Then, yesterday, we went to Burro Press and got a lesson in linocuts, called suelografía in Spanish, to my amusement–suelo means floor. Here’s the first proof of my first linocut, and the placa (what’s it called in English? plate?) below.
There are two changes I’ll make now that I can see how it’s come out, and one change I wish I could make but can’t. I will make the sky and the area around the door more purely white, and I wish I could change the cross-hatching on the left-hand building (left-hand in the print, that is, not the plate). I wanted it to look lighter in color than the building to its right, but I think it is too busy. If I had it to do over again, I would use the same technique of vertical white lines, but make them denser.
And I will have it to do over again, because I’m taking a class in woodcut and linocut at the Casa de la Cultura Oaxaqueña starting in two weeks. (I won’t really re-do this piece, though. I have other plans.)
Joy & Munchkin made beautiful pieces in both media, and we’ll be picking up their fired barro negro later today.
I’ve finished the building phase of two ceramics pieces, both coil built. Eventually they’ll be fired and ready for the next phase.
Vase with roots (approx 10″ high, 4″ at widest point):
Walls of Oaxaca (approx. 6″ high, 10″ wide):
This is a common sight in Oaxaca. A wall with several layers exposed: paint, stucco, brick, stone, adobe. It’s like a telescope that looks into the past. It sees the history of that building, and also the earth of which it was built.

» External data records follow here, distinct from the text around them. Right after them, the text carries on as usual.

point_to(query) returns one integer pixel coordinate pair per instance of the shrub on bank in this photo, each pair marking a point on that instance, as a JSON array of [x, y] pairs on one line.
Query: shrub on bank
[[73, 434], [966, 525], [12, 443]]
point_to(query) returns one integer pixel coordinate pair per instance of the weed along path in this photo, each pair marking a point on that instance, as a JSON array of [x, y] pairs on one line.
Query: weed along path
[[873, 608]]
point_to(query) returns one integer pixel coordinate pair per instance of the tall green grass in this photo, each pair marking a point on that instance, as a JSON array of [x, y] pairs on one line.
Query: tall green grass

The adobe in particular is fascinating, being made in part of straw that grew during the season when it was built, and pebbles that were made by the earth of that place millions of years before.
Today we were back in the ceramics studio–we get there about once a week–and I finished the basic shaping of a coil-built bowl that is going to pay homage to these walls. When I’d done that, I had about half an hour to begin carving the outside of the bowl. It will have the textures of brick, mortar, stone, adobe–all these inhabitants of Oaxaca that are never out of sight for more than a block or two.
I was so tired during the afternoon that I told Joy and Munchkin to go to the studio without me. I would stay and sleep, I said. But I got a breath of second wind and decided to go along. I was very glad I did. Working on the clay woke me up.